Obtaining the body of a man, a woman, or of the third gender is a choice, but not necessarily a choice made in this lifetime. Everyone who has a material body is a product of karma from a previous lifetime, which involves their choices, experiences, and desires.
All of these factors add up directly and indirectly, producing not only our particular bodies but also our psyche, relationships, and field of activities in each incarnation. Some people are born with very unusual configurations of chromosomes or with complex and mixed genital structures.
Thus, they come into the world with a certain physical proclivity. Such people as well as all people in general have had their mentality impacted upon by previous experiences in past lives and by critical periods in this lifetime.
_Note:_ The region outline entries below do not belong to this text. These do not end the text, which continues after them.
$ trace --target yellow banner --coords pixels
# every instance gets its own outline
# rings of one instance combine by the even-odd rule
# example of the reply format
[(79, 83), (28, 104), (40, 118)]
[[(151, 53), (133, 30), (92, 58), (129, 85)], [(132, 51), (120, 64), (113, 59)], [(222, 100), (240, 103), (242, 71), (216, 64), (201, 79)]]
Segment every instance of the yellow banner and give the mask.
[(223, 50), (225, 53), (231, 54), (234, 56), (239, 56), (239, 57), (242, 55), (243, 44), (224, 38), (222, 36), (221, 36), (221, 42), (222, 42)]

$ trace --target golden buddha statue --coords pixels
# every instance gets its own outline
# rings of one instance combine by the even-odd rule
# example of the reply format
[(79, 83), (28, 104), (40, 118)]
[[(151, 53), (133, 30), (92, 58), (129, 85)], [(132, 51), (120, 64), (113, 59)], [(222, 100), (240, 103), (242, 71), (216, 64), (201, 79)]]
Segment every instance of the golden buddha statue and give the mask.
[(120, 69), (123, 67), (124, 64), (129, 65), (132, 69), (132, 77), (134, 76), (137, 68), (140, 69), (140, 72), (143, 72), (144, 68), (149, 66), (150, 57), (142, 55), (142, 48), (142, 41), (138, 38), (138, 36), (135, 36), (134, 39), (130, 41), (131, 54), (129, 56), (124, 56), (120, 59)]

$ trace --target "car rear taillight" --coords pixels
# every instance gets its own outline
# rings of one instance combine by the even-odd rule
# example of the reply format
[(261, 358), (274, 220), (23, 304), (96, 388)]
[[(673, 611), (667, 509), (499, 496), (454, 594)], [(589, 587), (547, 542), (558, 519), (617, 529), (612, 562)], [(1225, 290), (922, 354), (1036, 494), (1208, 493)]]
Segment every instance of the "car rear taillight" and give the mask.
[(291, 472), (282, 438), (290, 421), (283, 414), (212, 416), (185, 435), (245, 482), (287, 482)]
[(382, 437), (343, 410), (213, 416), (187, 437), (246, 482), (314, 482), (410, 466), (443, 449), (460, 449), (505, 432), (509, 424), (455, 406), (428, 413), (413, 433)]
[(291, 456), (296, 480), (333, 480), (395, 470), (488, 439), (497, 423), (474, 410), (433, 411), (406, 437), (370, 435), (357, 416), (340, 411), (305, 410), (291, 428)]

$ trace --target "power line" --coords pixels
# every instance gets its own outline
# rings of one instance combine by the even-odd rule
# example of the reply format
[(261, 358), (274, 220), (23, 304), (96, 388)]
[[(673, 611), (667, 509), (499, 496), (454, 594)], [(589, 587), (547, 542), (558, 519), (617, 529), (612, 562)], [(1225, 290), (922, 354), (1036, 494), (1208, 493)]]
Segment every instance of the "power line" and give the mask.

Regardless of our hormonal and chromosomal configurations, and our psychological and emotional states, we all have the same choice in this lifetime—to use our body, senses, and mind in love and service to God, or to use them for lust and exploitation. Let us examine a few possible sociological and metaphysical factors that can also play a role in transgender behavior.
For many gay males, a factor is their desire to avoid imitating the male role models they witnessed as children.
If a boy sees his father showing disrespect for his mother and refusing to support his own children, will he be proud to become a man? When a boy sees his mother crying because her husband has abandoned the family, will that child be eager to become like his father?
Most modern cultures are founded upon an autocratic, patriarchal model of human interaction. The normal behavior of males in these systems is to be lords of everything they survey.
Such societies encourage men to be ruthless, self-centered, manipulative dictators, despite the wish of many to be kind, compassionate protectors and providers.
Men who do not have a wholesome respect for themselves can easily succumb to these social pressures by fully embracing “macho” behavior—or totally rejecting it.
Even women have internalized this patriarchal pattern; many of them are only too eager to take
advantage of others, male and female, for their own personal gain. Regardless of gender, anyone in a position of seniority who lacks love and compassion inevitably becomes an exploiter. Such exploitation perpetuates the patriarchal paradigm that continues to hurt so many of us.
Females face so many unnecessary challenges. Many young girls experience abuse and mistreatment just because they are female. The patriarchal culture teaches a young woman not to value
her femininity. A woman walking down a street must be vigilant just because she is female. She must be cautious even when greeting or smiling at a man, because he may misinterpret her behavior.
She has to be wary when her boss makes certain comments, because he may have another meaning in mind. She may work hard at her job only to discover that she is paid far less than a man doing the same work.
Under such a relentless onslaught, how can anyone be happy about being female?